Samsung chip profit soars 49-fold amid AI hardware boom
Samsung’s chip profit jumped 49-fold to 53.7 trillion won as AI demand tightened supply, with the company warning the squeeze could worsen in 2027.

Samsung Electronics has turned the AI hardware boom into a record quarter, but the bigger story is the shortage it says is still ahead. The company’s chip division posted operating profit of 53.7 trillion won in January-March, up 49-fold from a year earlier, and accounted for 94% of Samsung’s 57.2 trillion won in total operating profit. Revenue rose 69% to 133.9 trillion won, both quarterly records, as customers rushed to lock in supply.
The scale of the result shows how central memory and advanced chips have become to AI buildouts. Samsung said it had signed multi-year binding contracts with customers seeking guaranteed supply, a sign that buyers are no longer treating semiconductor availability as a routine procurement issue. The company also beat expectations by a wide margin, surpassing the 35.3 trillion won average analyst estimate for chip profit. Within Samsung’s Device Solutions division, sales jumped 86% from the previous quarter, with memory revenue and operating profit both reaching record highs.

Yet the same surge that lifted Samsung is also distorting the market. Samsung warned that supply remains far short of demand and said the imbalance could worsen in 2027 as AI spending keeps climbing. As data-center operators pour money into Nvidia-style accelerators, manufacturers are shifting more output toward advanced chips, tightening supply for conventional memory parts used across phones, PCs, servers and other electronics. If that pattern persists, cloud providers trying to expand AI capacity are likely to stay at the front of the line, while device makers and automakers could face tighter allocations and higher component costs.
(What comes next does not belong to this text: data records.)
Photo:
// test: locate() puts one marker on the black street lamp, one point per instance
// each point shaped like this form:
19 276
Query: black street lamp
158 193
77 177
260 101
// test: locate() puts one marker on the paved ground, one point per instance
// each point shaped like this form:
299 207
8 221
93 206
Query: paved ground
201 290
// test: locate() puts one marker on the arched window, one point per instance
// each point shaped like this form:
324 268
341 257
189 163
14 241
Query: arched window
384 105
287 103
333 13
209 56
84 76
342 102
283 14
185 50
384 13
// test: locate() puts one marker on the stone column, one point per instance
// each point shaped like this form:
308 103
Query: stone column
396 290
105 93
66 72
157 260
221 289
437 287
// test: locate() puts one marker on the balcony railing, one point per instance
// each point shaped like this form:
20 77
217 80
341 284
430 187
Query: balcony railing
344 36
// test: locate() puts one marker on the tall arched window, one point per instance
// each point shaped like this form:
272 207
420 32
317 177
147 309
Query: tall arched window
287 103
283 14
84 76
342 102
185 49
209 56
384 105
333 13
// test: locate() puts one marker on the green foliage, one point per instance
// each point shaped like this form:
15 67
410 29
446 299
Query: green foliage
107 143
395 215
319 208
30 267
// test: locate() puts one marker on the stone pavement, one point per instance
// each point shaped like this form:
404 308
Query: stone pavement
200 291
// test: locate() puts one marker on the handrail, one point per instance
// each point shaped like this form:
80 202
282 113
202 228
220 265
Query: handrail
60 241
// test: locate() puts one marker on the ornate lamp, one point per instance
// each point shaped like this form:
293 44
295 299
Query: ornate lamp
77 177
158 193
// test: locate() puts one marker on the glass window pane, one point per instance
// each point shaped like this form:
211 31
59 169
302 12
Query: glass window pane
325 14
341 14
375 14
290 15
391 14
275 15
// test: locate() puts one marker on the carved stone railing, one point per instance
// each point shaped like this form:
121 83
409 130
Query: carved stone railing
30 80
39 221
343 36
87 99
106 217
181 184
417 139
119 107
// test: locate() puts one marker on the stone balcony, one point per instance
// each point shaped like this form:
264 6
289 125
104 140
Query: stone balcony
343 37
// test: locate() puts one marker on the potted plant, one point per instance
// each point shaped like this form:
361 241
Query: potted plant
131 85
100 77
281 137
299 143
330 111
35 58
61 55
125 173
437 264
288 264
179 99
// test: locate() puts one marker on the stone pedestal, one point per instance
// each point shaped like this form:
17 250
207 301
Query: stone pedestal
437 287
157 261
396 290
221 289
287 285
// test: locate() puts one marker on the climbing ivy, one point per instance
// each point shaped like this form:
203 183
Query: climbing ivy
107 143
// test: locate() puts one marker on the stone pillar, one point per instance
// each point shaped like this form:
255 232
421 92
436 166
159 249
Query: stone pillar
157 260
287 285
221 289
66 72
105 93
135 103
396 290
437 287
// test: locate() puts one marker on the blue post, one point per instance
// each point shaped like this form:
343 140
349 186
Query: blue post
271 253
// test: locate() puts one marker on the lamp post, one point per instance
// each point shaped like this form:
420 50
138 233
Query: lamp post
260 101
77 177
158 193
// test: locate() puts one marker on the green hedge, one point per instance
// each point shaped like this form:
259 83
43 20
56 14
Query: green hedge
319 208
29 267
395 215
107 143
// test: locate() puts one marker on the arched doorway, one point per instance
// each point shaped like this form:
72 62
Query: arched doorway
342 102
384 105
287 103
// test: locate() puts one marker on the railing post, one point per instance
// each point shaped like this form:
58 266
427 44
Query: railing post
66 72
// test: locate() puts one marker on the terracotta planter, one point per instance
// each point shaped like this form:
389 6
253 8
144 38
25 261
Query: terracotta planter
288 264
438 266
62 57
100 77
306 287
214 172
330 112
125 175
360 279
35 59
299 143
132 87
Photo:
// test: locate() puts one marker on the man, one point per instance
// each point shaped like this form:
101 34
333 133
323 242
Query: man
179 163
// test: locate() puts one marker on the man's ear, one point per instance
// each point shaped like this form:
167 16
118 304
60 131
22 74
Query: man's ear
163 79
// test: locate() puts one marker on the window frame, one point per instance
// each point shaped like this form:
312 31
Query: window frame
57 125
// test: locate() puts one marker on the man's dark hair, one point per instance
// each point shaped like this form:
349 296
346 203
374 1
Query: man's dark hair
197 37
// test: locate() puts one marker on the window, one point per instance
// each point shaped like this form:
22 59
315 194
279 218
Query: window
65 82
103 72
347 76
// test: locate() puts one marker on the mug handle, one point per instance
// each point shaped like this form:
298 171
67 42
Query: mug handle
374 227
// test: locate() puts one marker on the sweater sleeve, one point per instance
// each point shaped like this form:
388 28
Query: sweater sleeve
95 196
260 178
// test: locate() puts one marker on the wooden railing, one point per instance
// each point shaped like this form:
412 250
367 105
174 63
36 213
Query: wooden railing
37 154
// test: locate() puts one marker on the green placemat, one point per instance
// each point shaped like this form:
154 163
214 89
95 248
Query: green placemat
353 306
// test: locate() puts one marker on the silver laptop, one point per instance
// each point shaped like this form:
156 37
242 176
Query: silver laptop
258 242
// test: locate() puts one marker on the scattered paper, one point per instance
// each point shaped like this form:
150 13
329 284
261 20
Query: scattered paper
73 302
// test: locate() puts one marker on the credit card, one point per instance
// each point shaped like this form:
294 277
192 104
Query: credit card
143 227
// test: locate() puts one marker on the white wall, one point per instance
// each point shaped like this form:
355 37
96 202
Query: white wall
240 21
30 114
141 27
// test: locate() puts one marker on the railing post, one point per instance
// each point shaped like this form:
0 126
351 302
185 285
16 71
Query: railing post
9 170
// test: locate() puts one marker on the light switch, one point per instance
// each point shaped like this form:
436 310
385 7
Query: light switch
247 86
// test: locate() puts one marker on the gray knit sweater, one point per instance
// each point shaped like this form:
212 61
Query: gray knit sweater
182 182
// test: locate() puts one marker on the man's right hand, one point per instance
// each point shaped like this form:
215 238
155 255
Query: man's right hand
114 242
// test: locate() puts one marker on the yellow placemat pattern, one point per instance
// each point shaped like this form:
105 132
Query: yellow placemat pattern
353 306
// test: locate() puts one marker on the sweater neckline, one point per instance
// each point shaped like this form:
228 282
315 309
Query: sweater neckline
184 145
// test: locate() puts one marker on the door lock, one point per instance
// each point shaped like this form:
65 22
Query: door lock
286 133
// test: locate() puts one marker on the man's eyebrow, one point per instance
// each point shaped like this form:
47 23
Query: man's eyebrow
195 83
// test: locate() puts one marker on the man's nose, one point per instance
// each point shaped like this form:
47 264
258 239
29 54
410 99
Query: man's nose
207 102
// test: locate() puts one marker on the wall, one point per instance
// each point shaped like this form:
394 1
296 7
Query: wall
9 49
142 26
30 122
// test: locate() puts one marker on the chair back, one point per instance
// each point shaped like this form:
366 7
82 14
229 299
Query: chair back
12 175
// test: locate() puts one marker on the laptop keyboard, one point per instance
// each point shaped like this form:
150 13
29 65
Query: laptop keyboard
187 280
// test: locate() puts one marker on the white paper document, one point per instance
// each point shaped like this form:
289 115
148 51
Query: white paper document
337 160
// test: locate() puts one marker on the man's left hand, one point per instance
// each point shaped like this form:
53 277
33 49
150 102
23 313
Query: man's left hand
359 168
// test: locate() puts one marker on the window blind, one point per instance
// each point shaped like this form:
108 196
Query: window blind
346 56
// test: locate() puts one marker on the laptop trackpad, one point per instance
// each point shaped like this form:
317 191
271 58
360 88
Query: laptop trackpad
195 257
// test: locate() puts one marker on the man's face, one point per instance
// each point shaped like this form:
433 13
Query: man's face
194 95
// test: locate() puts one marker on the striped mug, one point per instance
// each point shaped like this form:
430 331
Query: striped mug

Consumers would feel the effect later through pricier gadgets, slower product launches and fewer promotions.
Samsung’s earnings also underline that the AI boom is lifting more than one memory giant. SK hynix reported record first-quarter revenue of 52.5763 trillion won and operating profit of 37.6103 trillion won, another sign that high-value memory products are driving the cycle. Samsung said its own mobile and network division saw profit fall 30% to 3 trillion won, showing how higher memory prices can squeeze other parts of the business even as the chip division surges.

For now, Samsung looks like one of the clearest winners in the global scramble for AI infrastructure. But the company’s own warning suggests this is not just a profit story. It is a capacity story, and the market may be discovering that the next chip shortage is already building inside the industry’s strongest earnings boom.